There are now a set of rules that engineers must adhere to, and a review process to guarantee that they have adhered to them.

“We used to say, ‘Don’t break the build.’ You can’t break the build any more,” Montgomery said.

More insight on Microsoft’s internal development processes comes from Greg Chappell and Chris Dickens, who together write the Software Test Engineering @ Microsoft blog.

Last year, Chappell wrote an entry explaining how the role of testers has shifted.

“Years ago, Software Test Engineers [STEs] were testers who had limited programming experience,” he wrote. “I’ve heard particularly frightening stories from Microsoft old-timers where Software Test Engineers were used as monkey labor- “Run this test fifty times, and call me if this breakpoint gets hit.” STEs didn’t need a strong CS background to get their jobs done- they just needed a lot of patience, and basic understanding of *using* computers.”

Now, he wrote, management is pushing to unify the role of test engineer with that of Software Design Engineer in Test. “This doesn’t mean software testing is going away — I only see it as a reflection of the increasingly technical nature of testing software at Microsoft.”

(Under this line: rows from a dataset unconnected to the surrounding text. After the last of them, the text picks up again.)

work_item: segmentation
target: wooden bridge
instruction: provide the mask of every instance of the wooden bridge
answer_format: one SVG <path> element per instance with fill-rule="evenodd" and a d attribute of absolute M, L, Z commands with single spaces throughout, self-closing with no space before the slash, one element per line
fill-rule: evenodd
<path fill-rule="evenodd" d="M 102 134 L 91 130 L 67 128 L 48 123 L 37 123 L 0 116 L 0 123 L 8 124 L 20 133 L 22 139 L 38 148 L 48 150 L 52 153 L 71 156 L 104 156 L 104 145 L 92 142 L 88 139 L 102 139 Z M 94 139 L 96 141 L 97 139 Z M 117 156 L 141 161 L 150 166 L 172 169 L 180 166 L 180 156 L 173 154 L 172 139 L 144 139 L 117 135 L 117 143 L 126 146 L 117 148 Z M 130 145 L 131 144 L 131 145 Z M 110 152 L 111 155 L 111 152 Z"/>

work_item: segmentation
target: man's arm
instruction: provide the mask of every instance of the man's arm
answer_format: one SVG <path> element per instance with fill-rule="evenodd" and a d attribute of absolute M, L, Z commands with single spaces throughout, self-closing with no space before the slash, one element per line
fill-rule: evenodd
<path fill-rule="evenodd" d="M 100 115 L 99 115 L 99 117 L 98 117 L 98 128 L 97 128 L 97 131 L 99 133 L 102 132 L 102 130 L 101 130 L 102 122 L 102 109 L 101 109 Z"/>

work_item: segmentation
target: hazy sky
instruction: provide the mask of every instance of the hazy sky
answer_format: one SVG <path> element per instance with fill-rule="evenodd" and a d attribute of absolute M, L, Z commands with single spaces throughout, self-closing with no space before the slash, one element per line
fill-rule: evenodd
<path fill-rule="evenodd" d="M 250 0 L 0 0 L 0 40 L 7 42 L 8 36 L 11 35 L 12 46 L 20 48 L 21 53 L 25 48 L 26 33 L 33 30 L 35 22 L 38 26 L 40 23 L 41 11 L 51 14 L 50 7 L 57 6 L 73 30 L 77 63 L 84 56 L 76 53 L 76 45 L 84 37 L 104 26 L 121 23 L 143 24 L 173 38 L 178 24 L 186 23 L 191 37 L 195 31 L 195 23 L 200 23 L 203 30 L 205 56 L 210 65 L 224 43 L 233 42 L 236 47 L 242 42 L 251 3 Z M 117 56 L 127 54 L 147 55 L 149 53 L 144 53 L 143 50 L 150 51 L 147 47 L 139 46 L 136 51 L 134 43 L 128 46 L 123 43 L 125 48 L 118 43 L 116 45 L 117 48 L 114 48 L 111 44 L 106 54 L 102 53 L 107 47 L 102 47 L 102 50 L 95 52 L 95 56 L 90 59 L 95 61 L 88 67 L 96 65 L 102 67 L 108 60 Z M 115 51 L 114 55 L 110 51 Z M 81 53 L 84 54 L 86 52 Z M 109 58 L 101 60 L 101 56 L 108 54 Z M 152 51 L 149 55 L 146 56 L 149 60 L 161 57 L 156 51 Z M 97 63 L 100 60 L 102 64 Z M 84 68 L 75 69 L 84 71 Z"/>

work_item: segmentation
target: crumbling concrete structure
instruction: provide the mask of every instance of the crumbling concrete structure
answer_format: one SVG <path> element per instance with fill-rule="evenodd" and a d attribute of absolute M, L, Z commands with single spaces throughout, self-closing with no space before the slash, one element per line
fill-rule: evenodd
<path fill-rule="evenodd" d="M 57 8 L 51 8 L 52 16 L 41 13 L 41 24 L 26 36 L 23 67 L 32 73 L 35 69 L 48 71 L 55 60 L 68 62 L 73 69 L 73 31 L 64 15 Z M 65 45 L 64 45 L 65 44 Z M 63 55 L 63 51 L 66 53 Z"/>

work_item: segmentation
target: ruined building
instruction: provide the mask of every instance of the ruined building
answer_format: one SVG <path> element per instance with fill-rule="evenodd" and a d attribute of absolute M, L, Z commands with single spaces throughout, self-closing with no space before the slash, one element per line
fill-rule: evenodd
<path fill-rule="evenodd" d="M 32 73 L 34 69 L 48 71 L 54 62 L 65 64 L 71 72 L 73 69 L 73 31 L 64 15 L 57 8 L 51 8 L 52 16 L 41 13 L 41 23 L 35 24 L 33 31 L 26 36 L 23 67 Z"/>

Michael Cherry, an analyst with Directions on Microsoft, isn’t sold on Redmond’s confidence in its ability to ship Windows Vista by December 2006. The product was released in beta in July.

“I’m thrilled that they’re continuing to look at the process and streamline it, not only to improve the ship date but also to improve the time to deliver. But they are overly optimistic schedulers,” Cherry said.

Cherry spent ten years working as a Microsoft program manager. “I remember the old process, and what it took to check code into a build, get the build done, triage bugs and work with the old tools,” he said.

To evaluate the changes these execs say they’ve made, he said he’d want to sit down with a developer who’s responsible for a feature and find out what the cycle time is now for getting a build done. He’s requested such a meeting, but he acknowledged that, “three hours sitting down with me is three hours a developer isn’t writing code.”

He said that the job of Microsoft executives for the rest of the week will be to convince developers that nothing about their jobs has changed. “On Monday, there were a bunch of people working on Vista who went to work with specific things they had to accomplish,” Cherry said.

“On Tuesday, they announced the reorganization, and that Kevin Johnson was coming to take over that group. The key message they tried to get out to everyone on Wednesday was, ‘You have the same to -do list. Don’t let this move you off the focus: to get Vista done.”